Mein Schwiegervater war Oberst der Armee und nahm an Ho Chi Minhs Befreiungsfeldzug im Süden teil. Nach der Wiedervereinigung des Landes kehrte er nach Hanoi zurück, um seine Familie wiederzutreffen.
Mein Mann erzählte mir oft, dass er in den Jahren nach 1975 jeden Sonntagmorgen gleich nach dem Aufwachen den wohlriechenden Duft von Filterkaffee, vermischt mit dem Rauch von Dien-Bien -Zigaretten in Silberpackungen, riechen konnte.
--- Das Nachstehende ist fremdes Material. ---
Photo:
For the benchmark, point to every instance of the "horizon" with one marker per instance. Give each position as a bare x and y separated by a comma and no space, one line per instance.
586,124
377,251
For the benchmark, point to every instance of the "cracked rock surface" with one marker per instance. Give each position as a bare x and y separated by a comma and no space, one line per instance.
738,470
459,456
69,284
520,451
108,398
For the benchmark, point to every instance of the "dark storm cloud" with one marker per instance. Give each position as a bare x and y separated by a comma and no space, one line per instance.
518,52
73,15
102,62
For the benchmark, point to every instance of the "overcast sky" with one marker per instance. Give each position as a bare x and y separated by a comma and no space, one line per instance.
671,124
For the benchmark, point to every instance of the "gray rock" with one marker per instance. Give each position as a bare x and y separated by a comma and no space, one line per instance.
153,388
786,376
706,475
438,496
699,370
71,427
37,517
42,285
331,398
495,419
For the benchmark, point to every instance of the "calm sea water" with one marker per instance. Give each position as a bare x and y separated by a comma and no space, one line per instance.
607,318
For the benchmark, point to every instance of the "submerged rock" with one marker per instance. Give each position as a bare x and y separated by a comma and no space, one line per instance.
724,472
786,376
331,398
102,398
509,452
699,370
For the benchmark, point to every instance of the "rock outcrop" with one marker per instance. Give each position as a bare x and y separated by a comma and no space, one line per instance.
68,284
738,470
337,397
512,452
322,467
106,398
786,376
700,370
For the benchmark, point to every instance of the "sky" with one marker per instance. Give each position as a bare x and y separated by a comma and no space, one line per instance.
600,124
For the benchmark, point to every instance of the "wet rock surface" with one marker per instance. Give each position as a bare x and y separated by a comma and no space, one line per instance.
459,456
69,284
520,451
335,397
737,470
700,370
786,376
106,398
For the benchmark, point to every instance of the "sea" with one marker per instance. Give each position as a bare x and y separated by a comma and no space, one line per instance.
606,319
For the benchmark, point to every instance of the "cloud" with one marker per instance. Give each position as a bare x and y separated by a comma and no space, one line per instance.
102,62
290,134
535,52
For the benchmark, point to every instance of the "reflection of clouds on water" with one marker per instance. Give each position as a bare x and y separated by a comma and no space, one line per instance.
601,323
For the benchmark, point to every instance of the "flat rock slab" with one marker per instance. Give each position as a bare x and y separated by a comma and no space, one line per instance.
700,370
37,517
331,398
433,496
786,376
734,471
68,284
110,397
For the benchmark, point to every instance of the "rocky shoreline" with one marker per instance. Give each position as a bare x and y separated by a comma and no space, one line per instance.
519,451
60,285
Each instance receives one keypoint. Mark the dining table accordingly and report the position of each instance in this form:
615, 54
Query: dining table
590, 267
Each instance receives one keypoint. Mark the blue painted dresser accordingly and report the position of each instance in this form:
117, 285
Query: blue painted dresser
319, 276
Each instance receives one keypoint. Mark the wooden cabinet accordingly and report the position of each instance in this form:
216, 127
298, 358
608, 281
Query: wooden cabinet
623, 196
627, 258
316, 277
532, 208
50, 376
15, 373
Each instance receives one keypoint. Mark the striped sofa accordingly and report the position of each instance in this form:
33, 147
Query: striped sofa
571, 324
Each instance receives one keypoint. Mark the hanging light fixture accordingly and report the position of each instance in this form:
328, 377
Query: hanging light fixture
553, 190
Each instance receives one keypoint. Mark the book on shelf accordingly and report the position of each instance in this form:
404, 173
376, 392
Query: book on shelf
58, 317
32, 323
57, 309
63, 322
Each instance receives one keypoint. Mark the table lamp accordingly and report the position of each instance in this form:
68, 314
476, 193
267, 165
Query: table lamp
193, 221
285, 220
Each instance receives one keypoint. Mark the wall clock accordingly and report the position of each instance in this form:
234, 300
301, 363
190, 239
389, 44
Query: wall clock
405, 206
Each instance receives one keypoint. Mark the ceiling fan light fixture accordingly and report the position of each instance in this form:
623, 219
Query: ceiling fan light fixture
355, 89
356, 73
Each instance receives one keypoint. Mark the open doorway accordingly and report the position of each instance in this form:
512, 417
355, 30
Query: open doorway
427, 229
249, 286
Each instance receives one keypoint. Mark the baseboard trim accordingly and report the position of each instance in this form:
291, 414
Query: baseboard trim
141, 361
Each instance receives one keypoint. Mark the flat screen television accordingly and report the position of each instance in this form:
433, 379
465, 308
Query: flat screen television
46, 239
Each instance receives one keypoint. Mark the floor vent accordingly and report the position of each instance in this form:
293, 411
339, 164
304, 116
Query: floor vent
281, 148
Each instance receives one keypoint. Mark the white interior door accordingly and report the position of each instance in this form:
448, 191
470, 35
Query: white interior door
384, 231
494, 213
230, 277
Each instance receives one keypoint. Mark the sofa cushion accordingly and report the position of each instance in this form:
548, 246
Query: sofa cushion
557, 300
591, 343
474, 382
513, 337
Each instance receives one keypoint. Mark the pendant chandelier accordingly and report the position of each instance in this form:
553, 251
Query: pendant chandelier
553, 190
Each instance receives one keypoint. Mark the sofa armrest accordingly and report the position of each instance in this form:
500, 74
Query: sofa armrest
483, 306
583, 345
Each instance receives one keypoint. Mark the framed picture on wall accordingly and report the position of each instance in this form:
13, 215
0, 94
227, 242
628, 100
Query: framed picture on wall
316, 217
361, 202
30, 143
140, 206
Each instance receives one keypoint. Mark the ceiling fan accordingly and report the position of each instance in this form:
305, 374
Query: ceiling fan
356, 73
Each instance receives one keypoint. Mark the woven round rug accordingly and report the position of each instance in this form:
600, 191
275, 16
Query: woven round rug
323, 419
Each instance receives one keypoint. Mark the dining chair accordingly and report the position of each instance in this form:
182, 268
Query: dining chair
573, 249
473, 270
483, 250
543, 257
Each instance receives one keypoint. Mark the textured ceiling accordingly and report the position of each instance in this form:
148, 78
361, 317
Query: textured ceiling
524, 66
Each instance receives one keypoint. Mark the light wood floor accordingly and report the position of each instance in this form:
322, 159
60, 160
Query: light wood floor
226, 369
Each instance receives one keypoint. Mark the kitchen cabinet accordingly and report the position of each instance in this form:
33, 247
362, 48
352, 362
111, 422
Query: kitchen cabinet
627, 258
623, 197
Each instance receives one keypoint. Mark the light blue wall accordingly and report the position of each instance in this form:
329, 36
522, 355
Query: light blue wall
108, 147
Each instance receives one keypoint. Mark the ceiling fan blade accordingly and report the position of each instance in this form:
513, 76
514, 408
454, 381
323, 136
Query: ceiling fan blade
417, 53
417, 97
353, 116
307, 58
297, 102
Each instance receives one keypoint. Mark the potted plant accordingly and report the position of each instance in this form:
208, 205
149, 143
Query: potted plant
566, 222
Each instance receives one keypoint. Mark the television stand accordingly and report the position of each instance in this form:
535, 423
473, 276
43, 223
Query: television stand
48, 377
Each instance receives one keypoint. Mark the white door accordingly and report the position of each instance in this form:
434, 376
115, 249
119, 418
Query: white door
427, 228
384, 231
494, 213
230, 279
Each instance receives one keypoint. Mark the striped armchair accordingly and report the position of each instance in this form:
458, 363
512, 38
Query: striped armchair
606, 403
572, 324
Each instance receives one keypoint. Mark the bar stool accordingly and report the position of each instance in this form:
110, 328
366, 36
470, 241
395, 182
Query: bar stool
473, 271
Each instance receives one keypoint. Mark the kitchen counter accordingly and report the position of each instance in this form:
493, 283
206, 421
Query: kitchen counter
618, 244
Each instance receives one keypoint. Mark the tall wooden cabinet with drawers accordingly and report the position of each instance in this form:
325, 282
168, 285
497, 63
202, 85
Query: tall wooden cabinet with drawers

Er trank gern Kaffee und suchte daher nach Läden mit Schildern mit der Aufschrift „Röstkaffee“, was damals recht selten war. Er traute sich nur, jeweils 100 g zu kaufen und trank ihn nur sonntags morgens. Der Aluminiumfilter war hässlich und verformt, aber das machte nichts. Zwei kleine Löffel geröstetes Kaffeepulver zu schöpfen und mit frisch gekochtem Wasser vom Herd zu übergießen – jede Bewegung musste gekonnt und präzise sein, ohne dass etwas verschüttet wurde – war auch an einem Wochenendmorgen ein eleganter Genuss.
Während der Subventionszeit, als es an allem mangelte, war der Duft von Filterkaffee ein wahrer Genuss. Er prägte der ganzen Familie das Bild einer warmherzigen, glücklichen und friedlichen Familie nach den Jahren des erbitterten Krieges und der Abwesenheit des Vaters ein. Sonntags war der Haupttag der „Produktionssteigerung“. Die ganze Familie versammelte sich auf einer fast zwanzig Quadratmeter großen Fläche, erfüllt vom duftenden Kaffeeduft, um Wolle zu weben, Umschläge zu verschließen und Erdnüsse zu schälen …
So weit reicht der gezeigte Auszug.